No EQ on the reverb return: The reverb return almost always needs EQ. At minimum, high-pass the return at 100-200Hz to prevent low-frequency mud accumulation. If you're running multiple sends to the same reverb return, the low-frequency content from each source adds up in the reverb and creates a dense wash of low-mid mud that makes the whole mix sound heavy and congested.

Using the wrong reverb type for the genre: A large hall reverb on trap hi-hats sounds wrong. A plate reverb in an orchestral context can sound artificial. Matching the reverb type to the production aesthetic is part of sound design, not just signal processing.

Too many different reverb types: A mix where every instrument has its own reverb plugin with its own settings creates a collection of sounds that each exist in different spaces. The mix loses coherence. Use 2-3 shared reverb returns and route multiple instruments to each one.

Expert Insight: The most powerful use of reverb is often the one you can't hear consciously. A gentle room reverb on drums, high-passed on the return, blended very low β€” you won't notice it until you bypass it, and then the mix suddenly sounds flat and small. That's when you know the reverb is doing its job. Reverb that you can clearly hear as a reverb effect is usually working too hard.
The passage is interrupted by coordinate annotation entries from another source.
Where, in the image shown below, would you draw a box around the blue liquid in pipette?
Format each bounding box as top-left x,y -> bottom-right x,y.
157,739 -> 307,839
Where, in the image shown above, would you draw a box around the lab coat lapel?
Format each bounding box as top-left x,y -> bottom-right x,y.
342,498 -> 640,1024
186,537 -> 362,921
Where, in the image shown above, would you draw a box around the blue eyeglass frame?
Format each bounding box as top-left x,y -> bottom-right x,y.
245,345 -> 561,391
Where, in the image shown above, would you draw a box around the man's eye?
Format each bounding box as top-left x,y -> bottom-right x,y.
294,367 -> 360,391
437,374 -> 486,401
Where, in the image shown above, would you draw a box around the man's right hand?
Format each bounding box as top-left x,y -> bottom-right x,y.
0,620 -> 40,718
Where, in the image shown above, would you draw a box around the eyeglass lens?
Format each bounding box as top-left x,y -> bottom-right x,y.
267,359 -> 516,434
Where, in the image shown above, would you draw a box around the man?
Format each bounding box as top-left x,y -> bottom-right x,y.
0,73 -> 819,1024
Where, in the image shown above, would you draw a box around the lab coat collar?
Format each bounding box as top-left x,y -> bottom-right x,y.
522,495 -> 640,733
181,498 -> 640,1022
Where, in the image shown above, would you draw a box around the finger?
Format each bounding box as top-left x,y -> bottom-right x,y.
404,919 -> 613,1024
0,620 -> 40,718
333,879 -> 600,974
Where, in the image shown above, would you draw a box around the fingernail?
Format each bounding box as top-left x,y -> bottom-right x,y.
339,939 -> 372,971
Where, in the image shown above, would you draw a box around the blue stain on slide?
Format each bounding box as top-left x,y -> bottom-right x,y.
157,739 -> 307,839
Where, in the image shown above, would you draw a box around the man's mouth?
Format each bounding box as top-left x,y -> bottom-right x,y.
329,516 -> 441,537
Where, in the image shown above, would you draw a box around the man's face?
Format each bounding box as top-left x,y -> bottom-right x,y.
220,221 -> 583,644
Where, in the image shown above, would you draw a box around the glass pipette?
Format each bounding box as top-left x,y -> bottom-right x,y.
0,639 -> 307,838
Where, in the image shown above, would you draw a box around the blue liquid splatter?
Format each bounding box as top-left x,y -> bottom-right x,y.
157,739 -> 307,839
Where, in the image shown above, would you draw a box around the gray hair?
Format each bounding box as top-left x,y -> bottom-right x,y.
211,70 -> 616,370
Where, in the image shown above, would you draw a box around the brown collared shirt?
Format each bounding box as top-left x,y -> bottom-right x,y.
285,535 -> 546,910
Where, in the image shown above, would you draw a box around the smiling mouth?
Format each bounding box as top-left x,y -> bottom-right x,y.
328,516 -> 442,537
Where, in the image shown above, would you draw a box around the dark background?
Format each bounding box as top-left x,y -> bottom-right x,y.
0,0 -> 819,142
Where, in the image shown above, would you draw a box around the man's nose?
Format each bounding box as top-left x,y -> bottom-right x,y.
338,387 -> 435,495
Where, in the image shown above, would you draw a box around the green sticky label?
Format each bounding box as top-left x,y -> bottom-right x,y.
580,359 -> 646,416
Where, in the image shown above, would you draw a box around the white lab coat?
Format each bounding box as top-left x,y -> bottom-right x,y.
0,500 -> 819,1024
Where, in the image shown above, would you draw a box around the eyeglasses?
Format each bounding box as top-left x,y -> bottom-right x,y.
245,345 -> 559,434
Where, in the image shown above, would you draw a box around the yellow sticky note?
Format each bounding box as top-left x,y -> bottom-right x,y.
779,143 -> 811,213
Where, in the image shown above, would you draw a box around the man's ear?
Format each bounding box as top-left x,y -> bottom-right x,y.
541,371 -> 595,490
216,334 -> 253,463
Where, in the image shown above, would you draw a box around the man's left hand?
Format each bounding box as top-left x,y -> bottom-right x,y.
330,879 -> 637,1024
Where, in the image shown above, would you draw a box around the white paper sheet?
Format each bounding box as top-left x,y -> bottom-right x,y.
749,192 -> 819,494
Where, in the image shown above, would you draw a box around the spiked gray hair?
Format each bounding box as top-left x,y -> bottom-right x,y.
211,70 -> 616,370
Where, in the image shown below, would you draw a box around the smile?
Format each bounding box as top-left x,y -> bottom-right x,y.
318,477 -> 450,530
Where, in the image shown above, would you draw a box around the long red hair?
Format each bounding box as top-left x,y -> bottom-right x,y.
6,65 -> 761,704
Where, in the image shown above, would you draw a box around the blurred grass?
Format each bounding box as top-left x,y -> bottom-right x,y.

Practical Reverb Exercises

Exercise 1 (Beginner) β€” Pre-Delay Sweep: Insert a reverb on a vocal with no pre-delay, set to a medium decay and obvious wet level. Listen to the vocal. Now slowly increase the pre-delay from 0 to 50ms while the vocal plays. You'll hear the vocal gradually become clearer and more upfront while the reverb ambience remains. Find the point where the vocal is most intelligible while still having depth β€” that's your pre-delay sweet spot for that track.

Exercise 2 (Intermediate) β€” Build a Shared Reverb Setup: Create two aux returns: one with a room reverb (decay 0.8-1.2 seconds, short pre-delay) and one with a plate reverb (decay 1.5-2 seconds, 20ms pre-delay). Route your drum bus and rhythm guitars to the room reverb return. Route your lead vocal and main melodic instruments to the plate reverb return. Blend each send until the instruments feel like they share a space. Compare to using individual reverbs on each track β€” the shared approach should sound more coherent.

Exercise 3 (Advanced) β€” EQ Your Reverb Returns: On your existing reverb returns, insert a parametric EQ. High-pass the room reverb return at 200Hz and the plate return at 150Hz. Low-pass the room reverb at 8kHz. Listen to the mix before and after these EQ moves. The mix should become significantly cleaner and clearer with the reverb EQ engaged β€” the same amount of depth and space but without the mud and harshness that unfiltered reverb introduces.